Court Opinion

ID: 9672796
Source: CourtListenerOpinion
Date Created: 2023-08-24 04:00:33.064833+00
Date Added: 2024-06-11T18:16:18.420934
License: Public Domain

Ryan, J.
I concur in the reasoning and result of part I of Justice Brickley’s opinion, holding that the search of the box in question and seizure of the contents did not violate the defendant’s state1 and federal2 constitutional protection against a warrantless search and seizure.
I do not agree, however, with my brother’s treatment of the attorney-client privilege issue in part II of the opinion. Like Justice Kavanagh, I am of the view that this issue was correctly decided by the Court of Appeals.
When the prosecuting attorney produced evidence that the revolver, wallet, ammunition, and holster, which were independently linked to the defendant, had been obtained from the defense counsel’s office, the defendant’s attorney-client privilege was violated.3
Certainly the articles seized from the defense counsel’s office were not "privileged” in any attorney-client privilege sense. However, the circumstantial evidence that the items were delivered to the attorney by the defendant was an integral part of the defendant’s confidential communications to her attorney concerning the case against her.
*227The most logical inference to be drawn from the defense counsel’s possession of the incriminating evidence, and the one the prosecutor undoubtedly intended would be drawn, was that the items were handed to the defense counsel by his client. That fact, circumstantially proved by showing that the items were obtained from the defense counsel’s office, was either privileged assertive conduct or, at the very least, was the nonverbal behavioral component of any communication from the defendant to her attorney which accompanied delivery of the items.4
As my brother Brickley observes, it was the defense attorney’s duty to turn the items over to the police, and he did so. At the same time, it was the prosecuting attorney’s duty to respect the privileged confidentiality of the fact that the most logical inference to be drawn from the defense counsel’s possession of the items was that they came to him from the defendant. The prosecutor violated that duty, by disclosing to the jury that the articles were obtained from the defense counsel’s office.
While it is quite true, as my brother observes, that respecting the attorney-client privilege in that way "would create a gap in the sequence of events that would link the gun to the accused, leaving the jury to speculate as to how the police had obtained the revolver”, it is a settled and *228accepted principle of our jurisprudence that privileged communications between lawyer and client are protected at some expense to the truth-seeking process. While it would be preferable that the jury know all of the facts of the case, including theoretically all statements made by the defendant to anyone including her lawyer, we accept in our jurisprudence a measure of interference with full disclosure of all the facts as a price worth paying to encourage free, full, and fearless communication by a client to a lawyer.
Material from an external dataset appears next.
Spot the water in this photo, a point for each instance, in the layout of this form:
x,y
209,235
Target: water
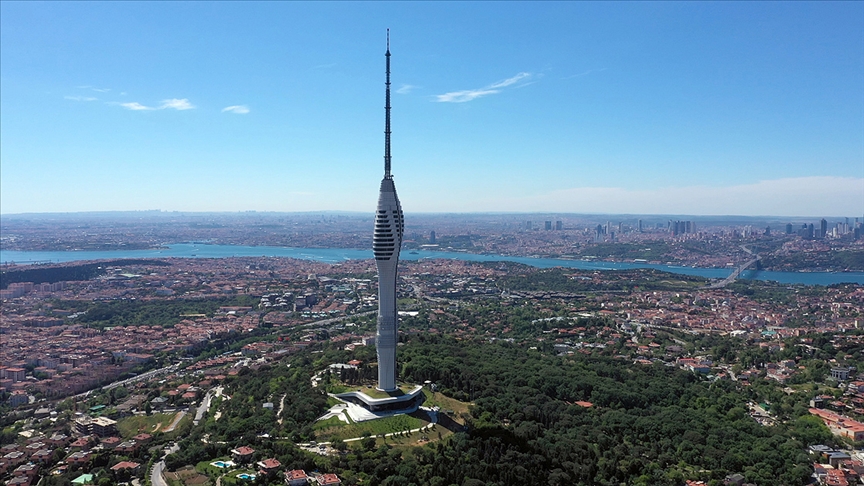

In this case, the price was an absence of evidence as to the location from which the police obtained the incriminating items. A disclosure to the jury of the source of the incriminating items violated the defendant’s attorney-client privilege and denied the defendant a fair trial.
I would affirm the decision of the Court of Appeals.

 Const 1963, art 1, § 11.

 US Const, Am IV.

 As Justice Brickley notes in his opinion, ante, p 216, the defendant’s counsel did not object on attorney-client privilege grounds to the admission of the officer’s testimony that he recovered the evidence from the defendant’s attorney’s office. However, as Justice Brickley correctly notes later in his opinion, ante, p 219, the attorney’s failure to object does not preclude the defendant from asserting the privilege since the privilege is personal to the client and cannot be waived by the attorney absent the client’s permission. Schaibly v Vinton, 338 Mich 191; 61 NW2d 122 (1953).

 Needless to say, there is no record evidence of any communication from the defendant to her lawyer associated with the delivery of the items in question, nor could there be, unless the defendant wished to waive her attorney-client privilege and give evidence on the point or permit her attorney to do so.
Just as it is logical to infer from the defense counsel’s unexplained possession of the articles in question that they were delivered to him by his client, it is equally logical to infer that the delivery was accompanied by some explanatory statement associating the articles with the pending prosecution.